Au sommet du pignon de l’église, un monstre pétrifié veille silencieusement. Jadis, l’église était une majestueuse abbatiale datant du XIIIe siècle, mais maintenant elle est surmontée d’un être terrifiant en pierre : le Troussepoil. Cette créature massive prend la forme d’un immense ours qui porte une croix pesante sur son dos. Son regard de pierre contemple inlassablement le paysage, gardien de secrets oubliés.

Le vallon de Troussepoil, jadis un repaire paisible, était autrefois le territoire d’une bête noire redoutable, semblable à un ours, le fameux “Troussepoil”. Ce monstre dévastait les contrées environnantes, ses longs poils noirs se dressant telles des épines menaçantes. D’après la légende, il trouvait un plaisir malsain à se baigner dans le ruisseau serpentant au fond du vallon. On dit que son nom lui vient du fait qu’il émergeait des eaux, le pelage hirsute. Les femmes et les vaches étaient ses proies favorites, et chaque jour, il se nourrissait de leur chair. Les habitants désespérés suppliaient les forces supérieures de les délivrer de ce fléau dévastateur.

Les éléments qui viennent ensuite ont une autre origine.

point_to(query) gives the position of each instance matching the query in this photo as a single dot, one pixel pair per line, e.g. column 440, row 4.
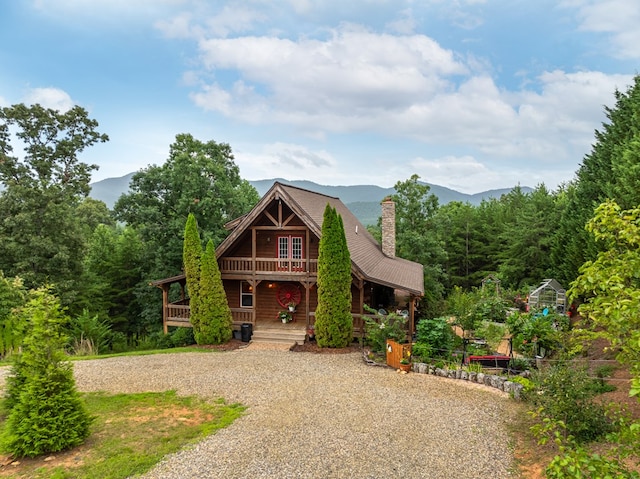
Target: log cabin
column 269, row 264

Le légat du pape s’offrit pour exorciser la bête, mais il échoua, ayant embrassé une jeune fille le matin même. L’abbé de Fontaines connut le même sort funeste, car il avait ingéré quatre chopines de vin passé minuit. Quant à l’abbé de Talmont, il échoua également, car il avait brutalement asséné un coup fatal à un paysan qui osait lui barrer le chemin.

Cependant, l’abbaye d’Angles était dirigée par un homme saint, nommé Martin, qui décida de se mesurer à l’horreur. Conscient du danger, il consacra cinq jours et cinq nuits à la prière, implorant les puissances divines. Armé de son bâton sacré et marquant chaque geste de croix, il parvint à attirer la bête docilement vers lui. Comme s’il obéissait à une force supérieure, l’effrayant monstre suivit Martin jusqu’au cœur d’Angles, se comportant comme un agneau pacifié. Les hommes et les femmes entonnèrent des chants d’allégresse, mais les jeunes filles, de nature taquine, ne purent s’empêcher de lancer : “Père Martin, depuis quand êtes-vous devenu le berger du diable ?

Le sage abbé ne répondit pas, préférant hisser la bête au sommet du pignon de l’église. Là, elle demeure encore, figée dans la pierre. Et lorsqu’elle fut transformée en une statue de granit par un nouveau signe de croix, Martin déclara solennellement : “Désormais, ta subsistance dépendra de la beauté des filles d’Angles.” La légende raconte ensuite qu’à partir de ce jour funeste, les jeunes filles qui avaient été jadis resplendissantes perdirent toute leur grâce, leur beauté se fanant tel un triste écho du passé.

Ainsi perdure l’énigmatique histoire du Troussepoil, emprisonné à jamais dans la pierre, observant silencieusement le monde qui l’entoure. Son étreinte sur l’église séculaire d’Angles demeure un mystère captivant, un rappel puissant des forces occultes qui peuvent affliger l’humanité. À chaque lever de lune, lorsque les rayons argentés illuminent la créature de pierre, l’atmosphère semble imprégnée d’une étrange énergie, d’une aura inquiétante. Les habitants d’Angles continuent de murmurer à voix basse, se demandant si le monstre pétrifié garderait toujours son secret, ou s’il révélerait un jour les sombres vérités dissimulées dans les plis de son pelage de pierre.